Regarding claim 2, Han as above in claim 1, teaches  wherein the separating comprises separating the input audio signal into a mid channel and a side channel (  left-right and mid channel, Under 2.1, Page 3) 
Regarding claim 3, Han as above in claim 1, teaches , wherein the separating comprises configuring recognition of a predetermined audio scene in each of the separated channels ( fig 2, fig 4, recognition in each channel) 

Regarding claim 4, Han as above in claim 1, teaches , wherein the separating comprises preprocessing the input audio signal into an input data format of each of the plurality of neural networks trained to recognize the audio scene (input vectors, Page 3, Fig 2) 

Regarding claim 5, Han as above in claim 4, teaches the preprocessing comprises processing the input audio signal into the input data format of the first neutral network and the input data format of the third neural network by downsampling the input audio signal and converting the downsampled audio signal into a time and frequency-based spectrogram ( multiple version of the spectrogram, , dimension reduced, Under Audio processing, Page 1-2) 

Regarding claim 7, Yan as above in claim 1, teaches , wherein the recognizing the at least one audio scene comprises calculating a probability for each of the recognized at least one audio scene according to each of the separated channels ( probabilities, Fig 4, also fig 2) 


Regarding claim 9, Han as above in claim 1,  teaches , wherein the feature vector comprises at least one of a dominant vector, a mean spectrum power, monophony, or a spectral zero- crossing rate ( mean spectrum, power calculations, 2.1. Audio Preprocessing, Page 1-2) 

Regarding claim 10, Han as above in claim 1, teaches  wherein the determining the at least one audio scene comprises calculating a probability for each of the at least one audio scene included in the audio content based on the probability of each of the at least one audio scene, calculated for each of the channels that are separated to a mid channel and a side channel ( calculated for each channel, Fig 2) 

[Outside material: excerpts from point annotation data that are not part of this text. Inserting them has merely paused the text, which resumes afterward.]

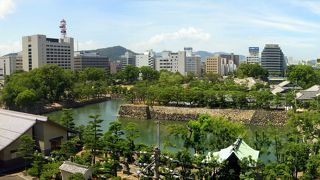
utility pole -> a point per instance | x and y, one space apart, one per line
157 154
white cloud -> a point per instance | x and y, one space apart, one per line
10 47
185 35
88 45
6 7
311 5
287 23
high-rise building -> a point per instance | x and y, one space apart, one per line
193 62
213 64
38 50
220 65
128 59
10 64
146 59
83 59
189 51
174 62
253 57
272 59
193 65
234 58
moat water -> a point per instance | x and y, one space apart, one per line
109 113
148 128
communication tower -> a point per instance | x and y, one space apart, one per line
63 28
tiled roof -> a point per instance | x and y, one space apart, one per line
73 167
14 124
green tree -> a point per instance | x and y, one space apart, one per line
131 134
26 99
115 145
76 176
67 121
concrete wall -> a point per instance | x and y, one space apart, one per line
134 111
253 117
52 131
6 154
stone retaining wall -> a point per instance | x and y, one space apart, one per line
134 111
254 117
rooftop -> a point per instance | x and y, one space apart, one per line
239 148
14 124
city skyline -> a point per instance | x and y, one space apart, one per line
230 26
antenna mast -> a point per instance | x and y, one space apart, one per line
63 28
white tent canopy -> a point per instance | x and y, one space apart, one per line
239 148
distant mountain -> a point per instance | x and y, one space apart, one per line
10 54
114 53
205 54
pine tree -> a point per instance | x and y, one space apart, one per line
68 121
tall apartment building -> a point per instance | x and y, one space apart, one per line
10 64
220 65
128 59
272 59
38 50
234 58
253 57
193 62
84 59
146 59
174 62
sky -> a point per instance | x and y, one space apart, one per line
210 25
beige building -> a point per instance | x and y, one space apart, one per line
174 62
84 60
145 59
220 65
38 50
47 135
10 64
213 64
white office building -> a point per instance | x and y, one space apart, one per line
193 62
253 57
10 64
146 59
38 50
174 62
128 59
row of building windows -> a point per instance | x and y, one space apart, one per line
49 49
58 46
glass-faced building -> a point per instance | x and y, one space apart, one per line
273 60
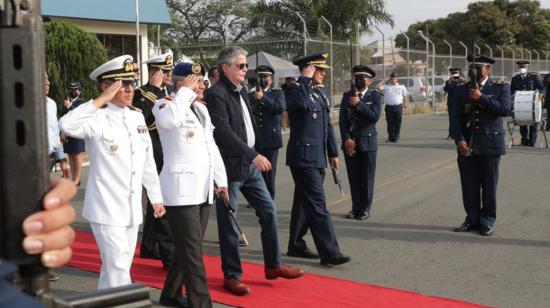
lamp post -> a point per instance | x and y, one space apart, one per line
433 65
501 61
331 59
408 55
465 51
450 53
138 45
383 52
305 33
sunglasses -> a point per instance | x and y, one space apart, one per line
242 66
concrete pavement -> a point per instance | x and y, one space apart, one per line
408 243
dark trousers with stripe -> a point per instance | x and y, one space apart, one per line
188 225
309 209
361 168
394 115
479 179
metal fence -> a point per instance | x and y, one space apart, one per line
383 57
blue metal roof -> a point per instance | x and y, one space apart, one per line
150 11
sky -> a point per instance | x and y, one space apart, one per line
407 12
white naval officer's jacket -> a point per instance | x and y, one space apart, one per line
192 160
121 162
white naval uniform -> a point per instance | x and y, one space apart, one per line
121 162
192 160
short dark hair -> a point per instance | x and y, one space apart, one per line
212 70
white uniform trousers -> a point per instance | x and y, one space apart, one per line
117 245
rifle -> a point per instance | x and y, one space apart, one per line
24 155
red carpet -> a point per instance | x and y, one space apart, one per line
309 291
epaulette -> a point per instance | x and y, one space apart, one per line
150 96
135 109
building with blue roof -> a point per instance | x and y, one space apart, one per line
113 21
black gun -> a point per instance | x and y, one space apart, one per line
24 155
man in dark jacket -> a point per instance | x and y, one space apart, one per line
359 113
156 241
235 135
311 138
478 132
267 104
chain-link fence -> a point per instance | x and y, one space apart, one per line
422 71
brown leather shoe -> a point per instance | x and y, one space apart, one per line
283 271
235 286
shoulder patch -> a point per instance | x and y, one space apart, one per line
135 109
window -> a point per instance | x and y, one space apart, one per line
118 45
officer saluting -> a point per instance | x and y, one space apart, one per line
267 104
311 136
524 81
121 162
156 241
359 113
476 124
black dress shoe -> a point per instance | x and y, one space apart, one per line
350 215
363 216
174 302
335 260
486 230
306 254
465 227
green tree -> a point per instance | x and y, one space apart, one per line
522 23
278 18
71 54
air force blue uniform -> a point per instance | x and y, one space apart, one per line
527 82
268 112
359 124
311 137
480 125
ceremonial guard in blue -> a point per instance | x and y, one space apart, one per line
156 241
359 112
478 132
455 80
311 136
526 81
267 105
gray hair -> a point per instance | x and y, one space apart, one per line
227 54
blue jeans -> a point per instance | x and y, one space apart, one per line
257 195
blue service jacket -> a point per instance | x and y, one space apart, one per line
529 82
268 118
364 115
487 114
311 133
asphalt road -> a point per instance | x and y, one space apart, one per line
408 243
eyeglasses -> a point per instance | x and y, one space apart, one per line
242 66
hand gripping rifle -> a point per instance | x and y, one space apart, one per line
24 157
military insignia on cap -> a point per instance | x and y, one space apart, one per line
128 65
196 68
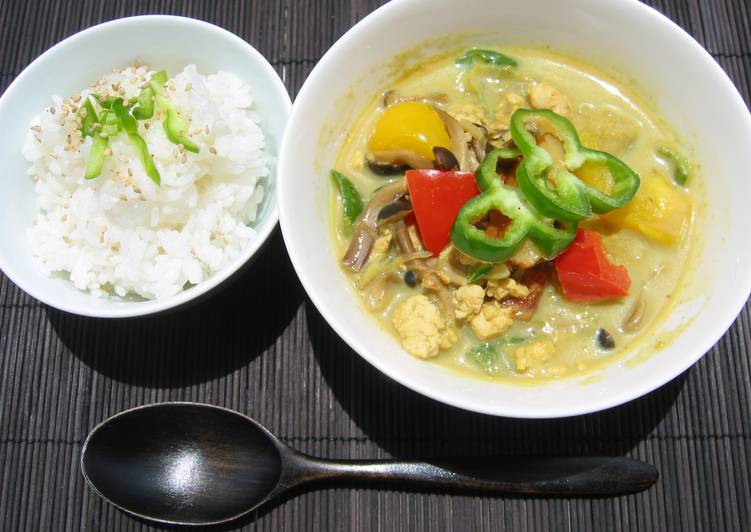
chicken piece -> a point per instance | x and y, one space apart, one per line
467 112
468 300
491 321
414 236
533 356
423 330
448 338
381 245
506 287
543 95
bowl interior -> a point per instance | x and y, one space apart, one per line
161 42
624 38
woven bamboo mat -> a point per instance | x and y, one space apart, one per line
60 374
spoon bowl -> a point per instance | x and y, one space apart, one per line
182 462
194 464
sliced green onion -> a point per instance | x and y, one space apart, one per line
130 126
96 157
88 118
144 108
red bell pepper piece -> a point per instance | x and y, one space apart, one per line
437 196
586 273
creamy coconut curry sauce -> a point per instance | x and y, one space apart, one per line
513 214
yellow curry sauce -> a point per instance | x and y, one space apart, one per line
651 236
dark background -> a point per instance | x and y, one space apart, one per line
61 374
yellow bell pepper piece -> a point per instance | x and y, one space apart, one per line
410 126
659 210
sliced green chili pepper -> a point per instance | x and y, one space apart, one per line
570 198
479 272
524 221
88 118
130 126
175 126
96 157
490 57
681 166
144 108
351 201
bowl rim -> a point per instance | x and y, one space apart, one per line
265 225
600 403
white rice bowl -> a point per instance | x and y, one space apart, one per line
121 234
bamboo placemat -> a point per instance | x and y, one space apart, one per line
283 365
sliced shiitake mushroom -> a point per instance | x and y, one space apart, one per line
396 158
396 210
385 169
445 159
366 229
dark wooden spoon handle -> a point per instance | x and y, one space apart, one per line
575 476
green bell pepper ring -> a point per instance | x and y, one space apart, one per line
489 57
351 200
175 125
571 199
130 126
525 222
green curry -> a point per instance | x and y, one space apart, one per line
513 214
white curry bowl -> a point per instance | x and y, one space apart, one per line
160 41
624 38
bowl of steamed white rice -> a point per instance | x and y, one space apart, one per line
139 161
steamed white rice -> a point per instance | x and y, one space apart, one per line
121 233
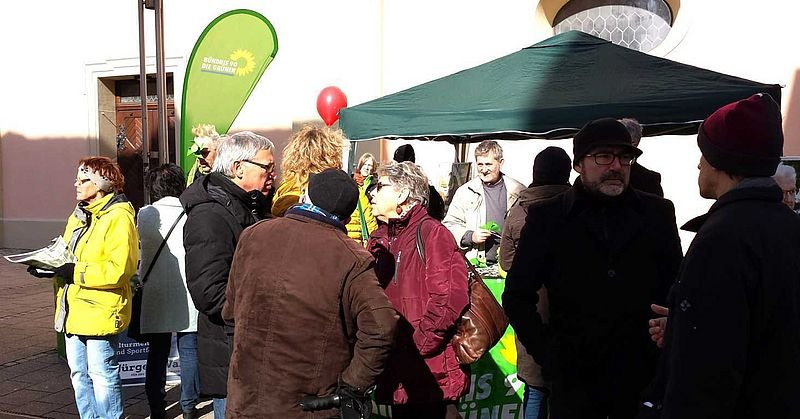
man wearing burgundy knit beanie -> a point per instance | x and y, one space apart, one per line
733 344
604 252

Regarding claim 11, arguments analogous to claim 1, are applicable. In addition Han teaches An electronic device for recognizing an audio scene, the electronic device comprising: a memory storing at least one instruction; and at least one processor configured to execute the at least one instruction to implement: a preprocessing module to perform the method of claim 1 ( we demonstrate how we applied convolutional neural network for DCASE 2017 task 1, acoustic scene classification. We propose a variety of preprocessing methods that emphasise different acoustic characteristics such as binaural representations, harmonic percussive source separation, and background subtraction. We also present a network structure designed for paired input to make the most of the spatial information contained in the stereo. The experimental results show that the proposed network structures and the preprocessing methods effectively learn acoustic characteristics from the audio recordings, and their ensemble model significantly reduces the error rate further, exhibiting an accuracy of 0.917 for 4-fold cross-validation on the development. The proposed system achieved second place in DCASE 2017 task 1 with an accuracy of 0.804 on the evaluation set, Abstract) 
Regarding claim 12, arguments analogous to claim 2, are applicable. 
Regarding claim 13,arguments analogous to claim 3, are applicable. 
Regarding claim 14, arguments analogous to claim 4, are applicable. 
Regarding claim 15, arguments analogous to claim 5, are applicable. 
Regarding claim 17, arguments analogous to claim 7, are applicable. 
Regarding claim 18, arguments analogous to claim 9, are applicable. 
Regarding claim 19, arguments analogous to claim 10, are applicable. 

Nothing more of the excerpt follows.